Günlük hayatta özellikle kurumsal bir yapı ile iş ilişkisine girdiğinizde önünüze mevzuat denilen yapıyı dayatmaktadırlar. Bu öyle bir güç ve yapı ki akan sular durmakta, herkesin boynu kıldan ince eğilmektedir. Yapacak bir şey yok mevzuat öyle diyor. Tam olarak, ben bilmen derdini Marko Paşaya anlat durumu.
Mesela bankaya gittiniz, basit ve rutin bir işlem için öncelikle önünüze sözleşme adı altında bir kitapçık koyuyorlar. Adeta karınca duası gibi yazılmış ve son derece ağdalı bir dil, okusanız da anlamanız mümkün olmayan bir metin. Görevli memur son sayfayı önünüze açıyor ve şöyle ifade ediyor; “şu boşluğa okudum ve anladım yazarak imzalayın” siz çaresizce imzayı basıyorsunuz. Arada sıra dışı birisi çıkıp da “ben okumadan imzalamam” derse alacağı cevap bellidir. Bunun yanında görevli beden diliyle adeta sizi dövecektir, bundan emin olabilirsiniz.
Günümüzde mevzuat, ilkeler, yönetmelikler vs. yeterli olmamış olacak ki bir de iş etiği kuralları ortaya konmuştur. Kamu veya özel sektör fark etmiyor herkesin bu eğitimden geçmesi ve kabul etmesi gerekiyor. Nedir bu etik değerler diye baktığımızda özet olarak; kanunlarla sağlayamadığınız disiplini, ahlaki olarak insanların tavır ve davranışlarının kontrol altına alınmasını içermektedir.
Oysaki ahlak, bir yönüyle dini bir disiplin olup çalışma hayatında bunu referans olarak almak ne iş diye kafanıza takılmış olabilir. Normalde kıyamet kopması gerekirken iş, çıkar ve menfaat olunca her şeyin mubah olduğunu görmüş olursunuz.

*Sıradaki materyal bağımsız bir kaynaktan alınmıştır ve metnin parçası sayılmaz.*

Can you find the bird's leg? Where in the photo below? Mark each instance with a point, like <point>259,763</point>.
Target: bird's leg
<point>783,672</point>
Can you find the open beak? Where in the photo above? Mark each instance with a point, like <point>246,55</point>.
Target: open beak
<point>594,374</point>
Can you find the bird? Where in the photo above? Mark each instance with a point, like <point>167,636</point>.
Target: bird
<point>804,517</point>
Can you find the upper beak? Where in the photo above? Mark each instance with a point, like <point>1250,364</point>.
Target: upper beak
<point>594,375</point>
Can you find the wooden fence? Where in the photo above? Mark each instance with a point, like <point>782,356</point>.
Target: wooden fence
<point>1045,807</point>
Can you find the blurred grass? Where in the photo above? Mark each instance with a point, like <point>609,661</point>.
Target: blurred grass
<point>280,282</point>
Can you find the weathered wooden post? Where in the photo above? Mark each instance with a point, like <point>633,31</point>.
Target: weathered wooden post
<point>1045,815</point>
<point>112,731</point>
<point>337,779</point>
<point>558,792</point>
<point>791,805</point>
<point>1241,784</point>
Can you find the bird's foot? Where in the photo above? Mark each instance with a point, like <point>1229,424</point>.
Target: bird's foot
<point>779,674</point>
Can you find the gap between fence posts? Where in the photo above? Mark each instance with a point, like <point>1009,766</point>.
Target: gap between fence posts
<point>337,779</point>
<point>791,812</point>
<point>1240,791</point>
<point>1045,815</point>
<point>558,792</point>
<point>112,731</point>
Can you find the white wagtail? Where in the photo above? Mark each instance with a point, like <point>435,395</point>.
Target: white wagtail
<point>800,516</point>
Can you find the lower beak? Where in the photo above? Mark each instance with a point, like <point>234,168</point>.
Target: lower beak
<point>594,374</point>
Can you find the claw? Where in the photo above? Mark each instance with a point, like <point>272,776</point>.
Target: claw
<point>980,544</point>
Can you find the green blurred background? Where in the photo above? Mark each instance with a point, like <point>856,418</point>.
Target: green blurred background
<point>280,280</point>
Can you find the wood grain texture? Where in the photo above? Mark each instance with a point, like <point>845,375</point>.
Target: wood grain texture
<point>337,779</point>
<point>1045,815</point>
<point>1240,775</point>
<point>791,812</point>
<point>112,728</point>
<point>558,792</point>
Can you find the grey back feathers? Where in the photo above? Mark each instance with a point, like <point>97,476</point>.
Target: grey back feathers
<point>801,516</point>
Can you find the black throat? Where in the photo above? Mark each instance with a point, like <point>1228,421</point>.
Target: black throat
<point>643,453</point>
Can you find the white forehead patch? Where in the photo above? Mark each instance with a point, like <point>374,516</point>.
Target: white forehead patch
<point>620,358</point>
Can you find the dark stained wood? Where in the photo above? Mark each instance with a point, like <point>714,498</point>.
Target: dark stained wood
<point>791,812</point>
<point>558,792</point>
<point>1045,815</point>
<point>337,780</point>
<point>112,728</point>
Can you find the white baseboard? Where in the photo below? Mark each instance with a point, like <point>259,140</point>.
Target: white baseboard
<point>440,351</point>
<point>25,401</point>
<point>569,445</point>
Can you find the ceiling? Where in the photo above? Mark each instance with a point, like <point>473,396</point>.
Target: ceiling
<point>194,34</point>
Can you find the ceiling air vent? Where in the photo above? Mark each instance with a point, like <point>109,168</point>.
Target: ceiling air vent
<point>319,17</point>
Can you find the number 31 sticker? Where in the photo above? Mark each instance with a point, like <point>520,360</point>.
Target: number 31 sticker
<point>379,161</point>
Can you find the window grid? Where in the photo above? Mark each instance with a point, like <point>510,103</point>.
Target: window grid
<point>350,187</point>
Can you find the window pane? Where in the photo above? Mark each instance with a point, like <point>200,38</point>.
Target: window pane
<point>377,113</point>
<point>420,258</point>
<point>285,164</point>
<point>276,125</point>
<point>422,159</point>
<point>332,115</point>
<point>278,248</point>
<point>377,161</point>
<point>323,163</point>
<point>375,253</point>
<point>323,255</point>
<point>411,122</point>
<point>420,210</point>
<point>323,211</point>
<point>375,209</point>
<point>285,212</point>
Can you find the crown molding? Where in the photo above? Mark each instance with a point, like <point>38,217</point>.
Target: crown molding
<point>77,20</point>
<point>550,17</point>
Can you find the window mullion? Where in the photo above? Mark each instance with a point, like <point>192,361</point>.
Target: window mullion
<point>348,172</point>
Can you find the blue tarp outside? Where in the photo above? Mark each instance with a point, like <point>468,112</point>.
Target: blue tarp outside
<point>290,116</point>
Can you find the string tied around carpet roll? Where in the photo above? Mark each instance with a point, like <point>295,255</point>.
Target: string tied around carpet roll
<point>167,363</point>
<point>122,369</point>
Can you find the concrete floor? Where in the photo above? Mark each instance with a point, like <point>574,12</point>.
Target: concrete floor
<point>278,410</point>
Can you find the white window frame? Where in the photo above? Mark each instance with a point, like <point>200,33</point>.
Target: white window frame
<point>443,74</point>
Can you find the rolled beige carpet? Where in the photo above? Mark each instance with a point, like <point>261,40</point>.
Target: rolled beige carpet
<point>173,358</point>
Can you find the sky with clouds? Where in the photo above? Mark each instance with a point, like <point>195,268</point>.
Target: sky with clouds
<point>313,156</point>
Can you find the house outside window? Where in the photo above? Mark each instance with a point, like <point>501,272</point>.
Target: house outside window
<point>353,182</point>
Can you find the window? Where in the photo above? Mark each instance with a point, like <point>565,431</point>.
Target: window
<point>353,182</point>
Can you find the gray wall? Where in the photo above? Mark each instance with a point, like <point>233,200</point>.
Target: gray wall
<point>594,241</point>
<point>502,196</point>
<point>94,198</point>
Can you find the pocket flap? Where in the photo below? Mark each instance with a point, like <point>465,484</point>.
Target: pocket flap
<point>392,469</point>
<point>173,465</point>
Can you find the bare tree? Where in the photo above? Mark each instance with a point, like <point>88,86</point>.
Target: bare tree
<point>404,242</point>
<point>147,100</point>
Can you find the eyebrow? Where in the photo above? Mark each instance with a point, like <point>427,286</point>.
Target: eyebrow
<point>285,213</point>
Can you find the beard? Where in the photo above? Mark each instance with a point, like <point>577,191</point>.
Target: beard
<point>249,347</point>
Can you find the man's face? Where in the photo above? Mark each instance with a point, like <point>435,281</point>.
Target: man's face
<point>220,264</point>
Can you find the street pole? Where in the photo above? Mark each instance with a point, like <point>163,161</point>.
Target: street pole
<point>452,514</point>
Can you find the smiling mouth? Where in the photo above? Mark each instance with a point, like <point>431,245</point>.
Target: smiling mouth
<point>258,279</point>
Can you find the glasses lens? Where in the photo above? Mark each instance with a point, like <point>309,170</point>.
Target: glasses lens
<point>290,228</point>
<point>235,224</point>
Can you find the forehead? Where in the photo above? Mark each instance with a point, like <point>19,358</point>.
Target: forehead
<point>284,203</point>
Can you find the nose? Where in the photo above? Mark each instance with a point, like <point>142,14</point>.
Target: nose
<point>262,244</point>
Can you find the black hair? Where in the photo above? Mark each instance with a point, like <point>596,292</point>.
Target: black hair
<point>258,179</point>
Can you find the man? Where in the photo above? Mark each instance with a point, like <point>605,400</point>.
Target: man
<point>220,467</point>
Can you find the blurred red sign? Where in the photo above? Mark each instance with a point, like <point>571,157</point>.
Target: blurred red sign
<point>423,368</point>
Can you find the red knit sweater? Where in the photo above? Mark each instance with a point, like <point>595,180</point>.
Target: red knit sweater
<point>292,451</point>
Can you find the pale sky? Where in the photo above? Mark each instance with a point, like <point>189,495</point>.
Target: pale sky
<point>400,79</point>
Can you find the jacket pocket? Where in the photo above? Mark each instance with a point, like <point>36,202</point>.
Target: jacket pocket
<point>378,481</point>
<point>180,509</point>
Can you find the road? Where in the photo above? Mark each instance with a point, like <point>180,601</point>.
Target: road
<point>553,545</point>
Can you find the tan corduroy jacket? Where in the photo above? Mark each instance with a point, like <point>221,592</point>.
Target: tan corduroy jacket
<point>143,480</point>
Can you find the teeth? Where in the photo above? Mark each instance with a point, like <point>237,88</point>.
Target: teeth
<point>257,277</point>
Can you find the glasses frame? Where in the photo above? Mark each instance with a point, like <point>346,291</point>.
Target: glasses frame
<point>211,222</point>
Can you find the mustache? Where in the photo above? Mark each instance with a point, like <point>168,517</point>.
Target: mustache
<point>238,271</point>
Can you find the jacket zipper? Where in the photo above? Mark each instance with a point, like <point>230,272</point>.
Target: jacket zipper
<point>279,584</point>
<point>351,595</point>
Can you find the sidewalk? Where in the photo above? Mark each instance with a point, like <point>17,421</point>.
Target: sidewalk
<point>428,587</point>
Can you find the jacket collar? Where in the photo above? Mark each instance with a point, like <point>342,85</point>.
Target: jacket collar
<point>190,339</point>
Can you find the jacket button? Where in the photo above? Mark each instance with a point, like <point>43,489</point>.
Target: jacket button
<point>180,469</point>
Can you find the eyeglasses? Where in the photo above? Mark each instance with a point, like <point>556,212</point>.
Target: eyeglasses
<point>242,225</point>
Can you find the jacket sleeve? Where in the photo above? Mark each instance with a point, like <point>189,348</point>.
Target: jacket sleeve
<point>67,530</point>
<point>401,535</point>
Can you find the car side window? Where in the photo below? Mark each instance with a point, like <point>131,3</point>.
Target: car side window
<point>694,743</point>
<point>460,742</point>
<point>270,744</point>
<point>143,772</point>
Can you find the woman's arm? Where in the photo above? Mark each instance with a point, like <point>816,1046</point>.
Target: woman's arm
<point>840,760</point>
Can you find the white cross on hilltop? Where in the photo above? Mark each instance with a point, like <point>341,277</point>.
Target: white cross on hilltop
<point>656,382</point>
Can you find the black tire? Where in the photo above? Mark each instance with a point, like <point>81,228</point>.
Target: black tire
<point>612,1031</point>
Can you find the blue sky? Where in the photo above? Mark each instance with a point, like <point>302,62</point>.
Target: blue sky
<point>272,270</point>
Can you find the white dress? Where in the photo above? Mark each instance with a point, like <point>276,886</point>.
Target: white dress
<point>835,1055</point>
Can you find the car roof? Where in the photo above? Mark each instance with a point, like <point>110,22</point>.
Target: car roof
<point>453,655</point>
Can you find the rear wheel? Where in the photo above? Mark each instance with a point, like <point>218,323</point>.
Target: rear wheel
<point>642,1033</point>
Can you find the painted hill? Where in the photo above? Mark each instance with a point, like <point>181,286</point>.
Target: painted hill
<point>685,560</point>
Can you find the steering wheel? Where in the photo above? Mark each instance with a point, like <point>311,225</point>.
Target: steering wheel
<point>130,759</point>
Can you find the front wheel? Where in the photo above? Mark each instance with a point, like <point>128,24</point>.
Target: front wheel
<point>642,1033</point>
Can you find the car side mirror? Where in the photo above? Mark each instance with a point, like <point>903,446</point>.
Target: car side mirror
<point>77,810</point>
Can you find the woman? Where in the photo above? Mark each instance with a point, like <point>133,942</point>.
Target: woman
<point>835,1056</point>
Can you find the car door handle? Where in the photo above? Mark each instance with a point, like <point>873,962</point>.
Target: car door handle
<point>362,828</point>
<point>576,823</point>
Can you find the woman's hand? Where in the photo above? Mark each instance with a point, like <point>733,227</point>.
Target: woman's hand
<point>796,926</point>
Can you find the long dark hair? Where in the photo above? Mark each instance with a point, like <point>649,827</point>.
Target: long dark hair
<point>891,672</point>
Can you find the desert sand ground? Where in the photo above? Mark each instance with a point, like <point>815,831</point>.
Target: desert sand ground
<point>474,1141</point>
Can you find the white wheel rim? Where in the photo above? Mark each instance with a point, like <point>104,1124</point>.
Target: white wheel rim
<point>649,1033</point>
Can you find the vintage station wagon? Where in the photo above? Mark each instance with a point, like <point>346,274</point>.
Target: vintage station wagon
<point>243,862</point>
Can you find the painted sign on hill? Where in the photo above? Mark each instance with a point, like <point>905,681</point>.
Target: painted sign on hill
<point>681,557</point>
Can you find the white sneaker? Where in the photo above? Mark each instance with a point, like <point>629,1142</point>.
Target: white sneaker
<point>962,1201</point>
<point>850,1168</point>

Bir insanı bir belge imzalatarak ahlaklı ve erdemli yapamazsınız, bu o kişinin özüyle ilgili olduğu gözden kaçırılmaktadır, fakat modaya uymak adına kimse de hayır demiyor. Yaklaşık 20 sayfadan oluşan bu kitabı elinize tutuşturmaları yetmiyor; teslim aldım, okuyup uygulayacağımı taahhüt ederim diyerek imzalamanız gerekiyor. Bunu okuyunca ahlaken sınıf mı atlayacağız, tabi ki hayır peki amaç ne? İlerde bir uygunsuzluk ortaya çıktığında bak bu belgeyi imzaladığın ve uymadığın için iş akdini fesih ediyorum diyebilmek içindir.
Sonuç olarak; herkes kendini bir şekilde garantiye almak adına aşırı temkinli davranarak korku duvarları örmektedir. Böylece kimsenin kimseye güvenmediği bir sanal dünya meydana getirerek mutlu olmaya çalışıyoruz. Eskiden “söz senettir” bakış açısı ile karşılıklı güvene dayalı ahilik hukuku tesis edilmiş iken gelinen nokta acıdır. Hele karz-ı hasen diye bir kavramdan bahsetmiyorum bile, çünkü günümüzde pek rastlanan bir durum değil, yine de bilenler bilmeyenlere anlatabilirler. Siz yine de okudum, anladım diyerek imzalamaya devam edin, başka türlü hayat hakkınız olmayacaktır.